De wet heeft geen terugwerkende kracht.
Oplettendheid is geboden in het geval van het kind dat wordt geboren voor de inwerkingtreding van de wet en van wie de aangifte van de geboorte wordt gedaan na de inwerkingtreding ervan. In een dergelijk geval moet de wet die geldt op het tijdstip van de geboorte van het kind worden toegepast ter zake van de vaststelling van de afstamming.

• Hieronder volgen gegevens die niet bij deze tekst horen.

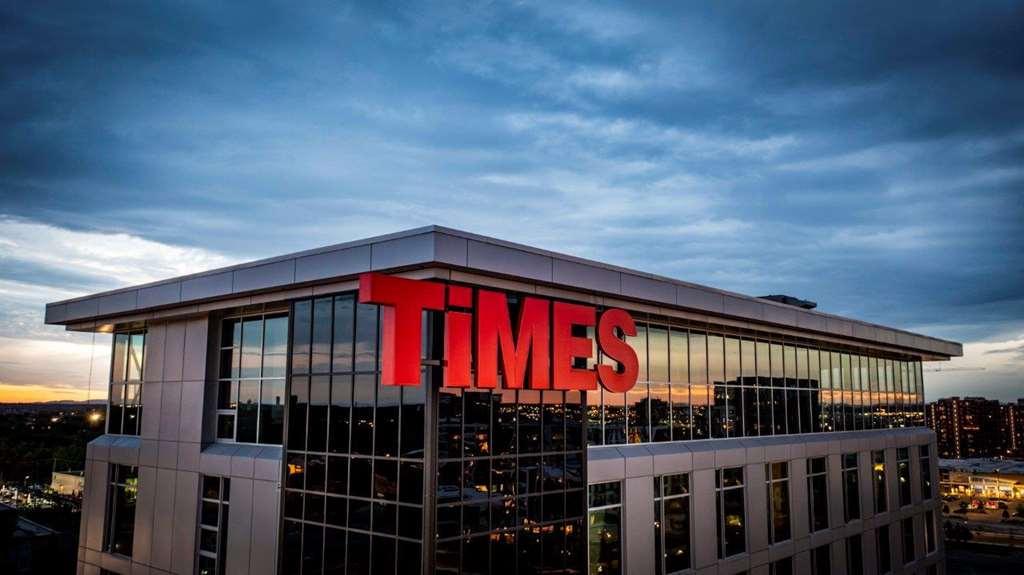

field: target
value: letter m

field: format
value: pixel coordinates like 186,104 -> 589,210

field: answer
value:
476,290 -> 551,389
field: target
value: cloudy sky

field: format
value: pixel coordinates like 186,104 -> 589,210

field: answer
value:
0,1 -> 1024,401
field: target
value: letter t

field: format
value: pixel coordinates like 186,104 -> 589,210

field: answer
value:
359,273 -> 444,386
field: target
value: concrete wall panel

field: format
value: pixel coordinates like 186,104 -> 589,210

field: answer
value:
225,478 -> 254,575
132,468 -> 157,564
171,471 -> 199,575
160,382 -> 181,441
295,246 -> 370,281
150,469 -> 177,571
163,321 -> 185,382
623,477 -> 654,575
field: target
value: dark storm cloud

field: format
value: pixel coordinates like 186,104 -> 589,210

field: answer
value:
0,2 -> 1024,396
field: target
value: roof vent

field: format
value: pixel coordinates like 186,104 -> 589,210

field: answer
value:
761,294 -> 818,309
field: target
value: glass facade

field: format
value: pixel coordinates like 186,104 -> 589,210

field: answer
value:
587,322 -> 924,445
282,294 -> 432,575
874,525 -> 893,575
871,450 -> 889,514
807,457 -> 828,532
715,468 -> 746,559
217,312 -> 288,444
106,330 -> 145,435
900,517 -> 916,565
841,453 -> 860,523
811,543 -> 831,575
918,445 -> 935,500
896,447 -> 910,507
272,282 -> 937,575
435,388 -> 587,573
589,481 -> 623,575
765,461 -> 790,543
103,463 -> 138,557
196,475 -> 231,575
654,474 -> 690,575
846,533 -> 864,573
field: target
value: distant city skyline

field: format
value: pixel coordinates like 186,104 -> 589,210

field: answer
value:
0,1 -> 1024,401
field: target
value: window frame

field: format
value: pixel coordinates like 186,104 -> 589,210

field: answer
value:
196,475 -> 231,575
103,463 -> 138,558
213,307 -> 292,445
104,327 -> 147,436
765,461 -> 793,544
715,466 -> 750,561
840,451 -> 862,523
587,481 -> 626,575
654,473 -> 693,575
806,456 -> 831,533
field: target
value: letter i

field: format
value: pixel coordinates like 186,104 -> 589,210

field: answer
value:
443,285 -> 473,388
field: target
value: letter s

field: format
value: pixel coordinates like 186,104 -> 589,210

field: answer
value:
597,308 -> 640,393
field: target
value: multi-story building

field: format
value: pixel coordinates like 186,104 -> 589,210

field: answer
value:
46,227 -> 962,575
926,396 -> 1024,459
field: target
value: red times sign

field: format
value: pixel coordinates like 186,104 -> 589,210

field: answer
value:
359,273 -> 638,392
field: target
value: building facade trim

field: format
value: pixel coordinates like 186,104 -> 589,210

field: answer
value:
45,226 -> 963,359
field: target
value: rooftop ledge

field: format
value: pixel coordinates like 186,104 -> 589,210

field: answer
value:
45,226 -> 964,359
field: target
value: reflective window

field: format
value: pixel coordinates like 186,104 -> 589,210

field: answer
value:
925,510 -> 935,554
654,474 -> 691,575
768,557 -> 793,575
811,543 -> 831,575
807,457 -> 828,532
689,331 -> 712,439
217,313 -> 288,444
103,463 -> 138,557
846,533 -> 864,573
765,461 -> 790,543
874,525 -> 893,575
841,453 -> 860,523
197,475 -> 231,575
918,445 -> 935,501
871,450 -> 889,514
284,294 -> 423,575
715,468 -> 746,559
896,447 -> 910,507
106,330 -> 145,435
900,517 -> 918,565
589,482 -> 623,575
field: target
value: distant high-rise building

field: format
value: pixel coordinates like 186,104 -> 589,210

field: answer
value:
926,396 -> 1024,459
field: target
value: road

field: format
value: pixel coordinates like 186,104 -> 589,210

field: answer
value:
946,542 -> 1024,575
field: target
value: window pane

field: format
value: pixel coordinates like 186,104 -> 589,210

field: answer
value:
590,507 -> 623,575
240,319 -> 263,378
309,298 -> 333,373
647,327 -> 669,383
127,334 -> 145,382
263,315 -> 288,354
663,497 -> 690,573
236,381 -> 259,443
352,374 -> 377,455
328,374 -> 352,453
669,329 -> 689,384
259,380 -> 285,444
355,304 -> 377,371
292,301 -> 312,374
111,334 -> 128,382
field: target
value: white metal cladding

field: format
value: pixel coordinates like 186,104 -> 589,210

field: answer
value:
46,226 -> 963,357
587,428 -> 945,575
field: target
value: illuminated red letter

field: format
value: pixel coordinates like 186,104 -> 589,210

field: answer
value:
476,290 -> 551,389
552,302 -> 597,390
597,309 -> 639,393
444,285 -> 473,388
359,273 -> 444,386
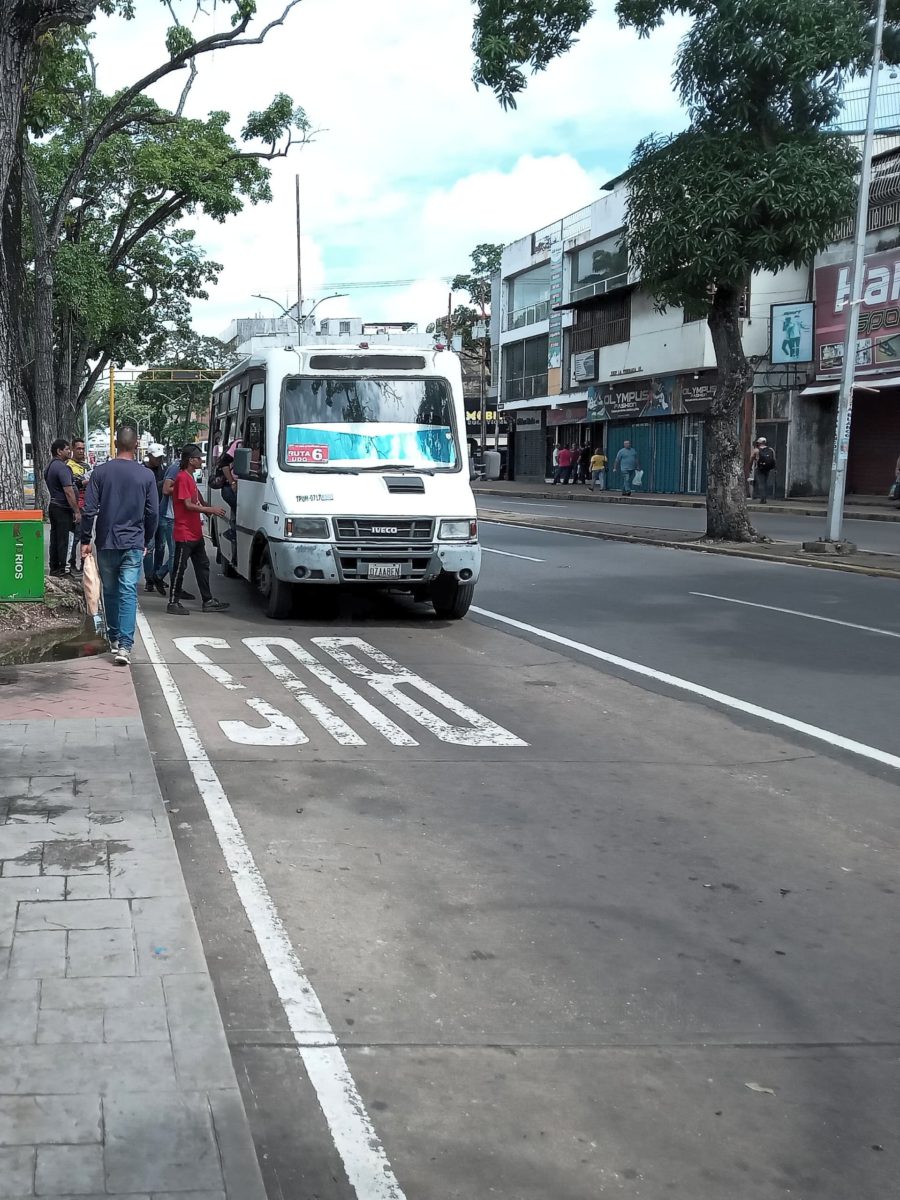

Het nieuwe artikel 316bis is dus niet van toepassing op dergelijke situaties.
De overgangsbepalingen bedoeld in de wet van 1 juli 2006, aangevuld door de wet van 27 december 2006, hebben hoofdzakelijk betrekking op de termijnen tijdens welke de betrokken personen in rechte kunnen optreden teneinde hun rechten te doen gelden, hetzij op basis van de nieuwe bepalingen, hetzij op grond van de vroegere wetgeving. Zij hebben dus slechts onrechtstreeks betrekking op de ambtenaar van de burgerlijke stand.
Ik zou het ten zeerste op prijs stellen, mocht u wat voorafgaat ter kennis willen brengen van de Procureurs des Konings en ambtenaren van de burgerlijke stand van uw rechtsgebied.
De Minister van Justitie,
Mevr. L. ONKELINX.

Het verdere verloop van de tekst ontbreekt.